Cllr Jonathan Glanz is a Westminster City Councillor for West End Ward
Business Rates have long been a prohibitive drag on the West End economy. A welcome report by the BIS committee of the House of Commons last week agreed, and called for urgent reform of this outdated tax.
The report finds “Business rates are a substantial cost to doing business in the United Kingdom, and are one of the highest forms of local property tax in the European Union. Our evidence overwhelmingly cited the issue of Business Rates as one of the principal threats to the survival of existing retail businesses…”
The report continues “We conclude that Business Rates, in their current form, are not fit for purpose. The Government needs to carry out a wholesale review of the current Business Rate system.”
It is not difficult to see why.
The total burden of business rates is designed to remain the same year-on-year, only rising with inflation, but is based on a snapshot figure rather than an annual average.

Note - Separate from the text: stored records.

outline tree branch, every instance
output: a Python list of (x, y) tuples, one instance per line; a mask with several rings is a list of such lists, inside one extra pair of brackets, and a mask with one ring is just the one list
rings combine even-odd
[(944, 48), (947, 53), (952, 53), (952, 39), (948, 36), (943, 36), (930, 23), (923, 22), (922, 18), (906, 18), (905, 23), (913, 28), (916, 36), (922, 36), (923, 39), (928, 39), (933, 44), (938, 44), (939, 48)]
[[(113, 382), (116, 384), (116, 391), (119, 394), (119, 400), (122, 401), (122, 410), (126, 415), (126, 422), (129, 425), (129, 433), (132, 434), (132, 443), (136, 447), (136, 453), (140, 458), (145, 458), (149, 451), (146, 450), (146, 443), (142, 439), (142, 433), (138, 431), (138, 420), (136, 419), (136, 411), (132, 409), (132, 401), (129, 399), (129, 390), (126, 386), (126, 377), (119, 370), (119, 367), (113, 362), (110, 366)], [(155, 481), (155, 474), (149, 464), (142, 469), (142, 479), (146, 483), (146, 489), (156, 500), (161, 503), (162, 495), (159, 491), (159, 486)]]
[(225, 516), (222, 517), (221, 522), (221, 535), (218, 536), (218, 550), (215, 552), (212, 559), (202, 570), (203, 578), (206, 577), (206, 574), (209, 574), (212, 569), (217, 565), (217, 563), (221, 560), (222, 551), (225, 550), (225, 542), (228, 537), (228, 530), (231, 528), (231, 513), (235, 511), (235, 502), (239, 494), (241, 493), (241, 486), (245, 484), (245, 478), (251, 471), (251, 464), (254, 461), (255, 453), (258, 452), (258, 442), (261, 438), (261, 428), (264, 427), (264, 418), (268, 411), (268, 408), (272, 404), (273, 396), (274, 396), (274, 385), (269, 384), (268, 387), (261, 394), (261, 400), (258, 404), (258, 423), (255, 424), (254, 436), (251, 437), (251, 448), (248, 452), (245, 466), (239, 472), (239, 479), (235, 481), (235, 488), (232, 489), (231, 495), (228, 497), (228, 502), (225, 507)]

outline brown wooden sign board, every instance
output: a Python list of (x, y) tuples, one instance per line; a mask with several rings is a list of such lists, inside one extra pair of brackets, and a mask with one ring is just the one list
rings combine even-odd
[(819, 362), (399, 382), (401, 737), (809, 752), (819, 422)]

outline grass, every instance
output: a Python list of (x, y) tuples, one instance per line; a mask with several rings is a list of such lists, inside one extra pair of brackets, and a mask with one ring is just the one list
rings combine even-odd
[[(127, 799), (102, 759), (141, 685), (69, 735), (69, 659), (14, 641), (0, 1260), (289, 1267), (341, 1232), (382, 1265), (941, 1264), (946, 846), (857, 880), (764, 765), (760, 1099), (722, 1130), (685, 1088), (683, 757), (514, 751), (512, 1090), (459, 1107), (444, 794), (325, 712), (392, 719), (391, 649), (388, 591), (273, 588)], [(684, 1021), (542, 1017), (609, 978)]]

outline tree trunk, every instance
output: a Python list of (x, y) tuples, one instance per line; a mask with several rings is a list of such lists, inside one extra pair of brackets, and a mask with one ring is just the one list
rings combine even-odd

With small business rate relief extended the burden falls increasingly on those businesses with higher rateable values – regardless of their profitability. This tax is a callous way to raise revenue that bears no reflection on the underlying performance of the business or its ability to pay.
In times of plenty, it may even be the case that this business property tax fails to reflect a fair share that businesses should be paying. However during a recession and at times of extreme price competitiveness and tight margins on the High Street West End retailers are unfairly penalised.
The Committee recommend that a review includes: “whether retail taxes should be based on sales, rather than on property; whether the retail sector should have its own form of taxation, calculated in a different way from other businesses; and how frequently the revaluation of Business Rates should take place.”
This is nothing new, in 2005 a report for the GLA on the West End economy already found a compelling case for rate reform in the West End, highlighting the abnormality of rates which are based on notional rental values. It found “rateable values for retail space in London are more than £140 per square metre compared to around £100 per square metre for south east England, the closest region in terms of rateable values.”
According to the Valuation Office Agency (who are responsible for assessing the rateable value of a property), the West End has the largest amount of retail floorspace and the highest rateable value of any ward in England and Wales, with 864,000 square metres of retail floorspace and £331 million of retail rateable value, figures that will have significantly increased since the report in 2003.
The total rates collected from businesses in the West End alone exceed the tax collected from the whole of Wales.
Reform is needed to ensure the West End remains a robust and driving force within the UK economy. The West End performed well in 2013, with sales up 5.7 per cent on the bumper 2012 Olympic year. But as the Evening Standard reported footfall rose only 0.1 per cent and actually dipped 2.8 per cent in the second half of the year.
This unsustainable drain on central London businesses sees cash and profitability literally sucked from the capital which in unfairly penalised in a way that fails to reflect the true cost of doing business. The internet, supplying goods from low cost, low rateable value premises make the position even more unfair especially as consumers view goods in the West End only to source them later via the on-line providers.
Published this month, the annual health check on the West End economy co-commissioned by the New West End Company and Heart of London Business Alliance, finds “The West End is in danger of becoming ‘hooked’ on the spending of wealthy foreign tourists and needs to do more to appeal to Londoners and other British visitors. It warns the huge growth in foreign tourism since the Olympics has left the West End vulnerable to sudden changes, such as swings in exchange rates, which could make London far less attractive.”
As the health check report highlights, there are huge risks to the West End if we fail to invest and continually reinvent the consumer offering to compete both nationally and internationally. Sucking vast amounts of profitability out of the economy through business rates, of which Westminster only retains only 7 per cent does not allow the West End to maximise its appeal. Much needed cash, raised through a more appropriate tax, on profitability or sales, would allow significant new investment in public realm and broaden the appeal of the West End.
Rates are a complex and unfair burden on business based on arbitrary property values, that in many central London locations add cost to the bottom line of business which is simple unaffordable.
Urgent comprehensive reform is needed.